Physical activity level and urinary incontinence were independently associated with a slow usual gait speed and a fast usual gait speed, which suggests a rationale that goes beyond the cumulative effect of certain disease burdens. Older people seem to self-select walking speed according to their functional reserves, and some studies show that more sedentary behaviour compromises maximal oxygen uptake [10, 46] which, in turn, contributes to slow walking speed [1, 47]. Regarding the relationship between urinary incontinence and slower walking speed, we suggest that they might share common physiological pathways, since both activities must rely on good muscular function, which is not only related to strength but also to a proper automatic muscle response that works on a “demand” basis . Other than that, urinary incontinence can be influenced by the perceived self-efficacy for avoiding urine leakage while walking .
This study has limitations imposed by its cross-sectional design, which did not allow us to establish causal links. In addition, the presence of diseases was assessed by self-reporting, which may result in over or under-estimation of disease prevalence. However, we asked participants to report only those conditions diagnosed by a physician; hence, we do not expect that this affected the results substantially. We excluded older adults with severe cognitive decline, and also those with severe neurological conditions, which might limit the external validity of the study. However, we ensured that we covered all the selected census areas and tried to guarantee that all older adults living in the area were interviewed. Additional streets in the same region were selected to compensate for drop-outs and to maintain the cluster sampling.

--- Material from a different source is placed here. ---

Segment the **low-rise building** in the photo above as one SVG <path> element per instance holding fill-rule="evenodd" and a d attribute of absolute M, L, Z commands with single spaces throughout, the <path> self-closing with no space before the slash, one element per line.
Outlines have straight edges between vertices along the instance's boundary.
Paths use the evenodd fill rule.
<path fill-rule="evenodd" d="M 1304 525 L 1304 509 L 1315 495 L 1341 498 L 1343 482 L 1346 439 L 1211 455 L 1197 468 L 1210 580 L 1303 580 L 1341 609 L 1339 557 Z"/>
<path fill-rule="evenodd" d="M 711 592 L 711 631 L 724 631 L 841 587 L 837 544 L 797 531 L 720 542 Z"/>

Considering gait speed as a strong marker of overall health status and mortality in older adults , our current results shows that some interventions that may prevent a decrease in gait speed can be carried out in large populations. These include improvements in physical activity levels. On an individual basis, the assessment of gait speed in specific groups of older people (such as those with neuromuscular mobility-related disorders) may provide useful information that can be used for further comprehensive geriatric assessments. The prevalence of incontinence is increasing in both women and men  and its management in the elderly is frequently neglected, despite its well-known association with poor quality of life and psychological wellbeing. Evidence is accumulating that all conservative management strategies used in younger adults can be used in selected older, motivated people, including life style modifications, pelvic floor muscle training for those with stress incontinence, and bladder retraining for those with urge incontinence . In addition, interventions aimed at reducing activity avoidance by older adults with a high fear of falling may help to prevent associated decreases in gait speed.